NEW ATTACK AFTER MIDNIGHT

Kharkiv Mayor Ihor Terekhov, also writing on Telegram, reported another strike after midnight on a city district that destroyed a restaurant and smashed windows in an adjacent building. There were no injuries.

Prosecutors in Kharkiv region reported that a 12-year-old boy was killed when Russian forces shelled the town of Borova, southeast of Kharkiv.

Police cordoned off a five-storey residential building that had been hit, its windows blown out and balconies badly damaged.

“Some people were unlucky. One person was killed, others have shrapnel wounds,” said Kateryna Velnychuk, who was with her boyfriend in the building when it was hit.

At the scene, a man with a bandaged head sifted through the rubble of a damaged apartment in search of two cats, which he eventually found alive.

A dead body covered with a jacket lay near the entrance to the building. There was blood on the pavement.

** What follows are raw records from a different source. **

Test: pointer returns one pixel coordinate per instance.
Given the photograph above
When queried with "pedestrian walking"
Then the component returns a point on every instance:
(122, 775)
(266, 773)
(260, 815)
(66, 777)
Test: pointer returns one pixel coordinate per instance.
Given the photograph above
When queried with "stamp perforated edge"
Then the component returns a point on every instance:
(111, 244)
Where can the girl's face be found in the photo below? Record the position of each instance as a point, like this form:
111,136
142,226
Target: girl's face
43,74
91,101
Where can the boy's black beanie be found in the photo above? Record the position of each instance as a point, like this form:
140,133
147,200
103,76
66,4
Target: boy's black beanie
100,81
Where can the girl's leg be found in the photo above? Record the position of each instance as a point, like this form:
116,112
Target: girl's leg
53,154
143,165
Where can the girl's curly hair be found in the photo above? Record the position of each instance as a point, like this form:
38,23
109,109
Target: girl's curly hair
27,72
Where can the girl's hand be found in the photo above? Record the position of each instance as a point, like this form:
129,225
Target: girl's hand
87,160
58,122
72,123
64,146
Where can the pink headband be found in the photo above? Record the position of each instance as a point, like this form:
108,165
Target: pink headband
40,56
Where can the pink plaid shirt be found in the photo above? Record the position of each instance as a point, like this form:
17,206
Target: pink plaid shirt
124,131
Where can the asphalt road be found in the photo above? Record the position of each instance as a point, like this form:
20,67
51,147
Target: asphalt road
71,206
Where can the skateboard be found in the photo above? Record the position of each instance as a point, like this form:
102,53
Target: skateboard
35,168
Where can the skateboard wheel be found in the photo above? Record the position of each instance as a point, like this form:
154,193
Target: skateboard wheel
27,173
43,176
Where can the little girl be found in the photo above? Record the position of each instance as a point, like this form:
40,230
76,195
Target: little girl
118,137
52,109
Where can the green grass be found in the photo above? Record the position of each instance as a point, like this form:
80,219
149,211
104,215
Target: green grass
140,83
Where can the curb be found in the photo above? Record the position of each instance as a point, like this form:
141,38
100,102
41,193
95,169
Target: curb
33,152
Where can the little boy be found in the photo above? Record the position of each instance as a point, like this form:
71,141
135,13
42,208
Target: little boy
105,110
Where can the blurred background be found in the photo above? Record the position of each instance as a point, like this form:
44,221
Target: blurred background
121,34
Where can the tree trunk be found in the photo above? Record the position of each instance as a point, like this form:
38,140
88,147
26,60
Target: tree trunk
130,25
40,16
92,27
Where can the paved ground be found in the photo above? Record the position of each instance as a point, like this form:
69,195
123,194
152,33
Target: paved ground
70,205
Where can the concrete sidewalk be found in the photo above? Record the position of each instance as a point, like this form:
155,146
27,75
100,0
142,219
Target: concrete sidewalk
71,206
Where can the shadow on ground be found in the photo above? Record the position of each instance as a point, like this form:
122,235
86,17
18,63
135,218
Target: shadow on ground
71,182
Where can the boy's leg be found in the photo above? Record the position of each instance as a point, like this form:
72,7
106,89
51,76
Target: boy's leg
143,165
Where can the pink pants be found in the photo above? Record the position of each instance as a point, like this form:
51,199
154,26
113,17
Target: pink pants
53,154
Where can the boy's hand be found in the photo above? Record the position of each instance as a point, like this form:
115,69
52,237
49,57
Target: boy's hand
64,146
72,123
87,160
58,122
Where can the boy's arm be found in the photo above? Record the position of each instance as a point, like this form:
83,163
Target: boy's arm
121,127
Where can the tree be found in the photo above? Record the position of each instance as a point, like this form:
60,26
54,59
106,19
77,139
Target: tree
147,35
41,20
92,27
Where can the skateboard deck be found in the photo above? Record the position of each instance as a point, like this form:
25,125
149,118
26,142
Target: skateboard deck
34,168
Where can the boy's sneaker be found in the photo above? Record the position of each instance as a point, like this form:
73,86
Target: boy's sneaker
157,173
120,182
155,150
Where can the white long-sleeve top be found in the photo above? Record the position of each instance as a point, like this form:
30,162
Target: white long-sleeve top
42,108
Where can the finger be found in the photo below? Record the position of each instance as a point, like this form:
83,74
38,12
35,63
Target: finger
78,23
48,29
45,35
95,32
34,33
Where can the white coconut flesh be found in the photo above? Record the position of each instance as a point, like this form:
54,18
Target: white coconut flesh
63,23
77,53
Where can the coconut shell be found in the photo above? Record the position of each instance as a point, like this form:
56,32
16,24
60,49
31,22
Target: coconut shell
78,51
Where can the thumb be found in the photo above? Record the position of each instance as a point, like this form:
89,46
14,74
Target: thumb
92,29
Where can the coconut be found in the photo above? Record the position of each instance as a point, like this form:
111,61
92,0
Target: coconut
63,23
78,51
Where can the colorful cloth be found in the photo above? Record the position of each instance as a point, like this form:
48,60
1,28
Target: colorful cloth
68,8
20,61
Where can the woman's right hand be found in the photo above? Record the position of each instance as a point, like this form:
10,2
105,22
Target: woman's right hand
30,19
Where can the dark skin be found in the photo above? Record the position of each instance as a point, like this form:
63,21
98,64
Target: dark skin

Kharkiv and the surrounding region have frequently been attacked with missiles and drones during more than two years of war, but the use of large-calibre guided bombs is unusual for the city.

“Russian terror against the city is becoming increasingly heinous,” Zelenskiy said on X, and urged Ukraine’s allies to supply more air defences and fighter jets.

“There is no rational explanation for why Patriots (missiles), which are plentiful around the world, are still not covering the skies of Kharkiv and other cities and communities under attack by Russian terrorists,” he said.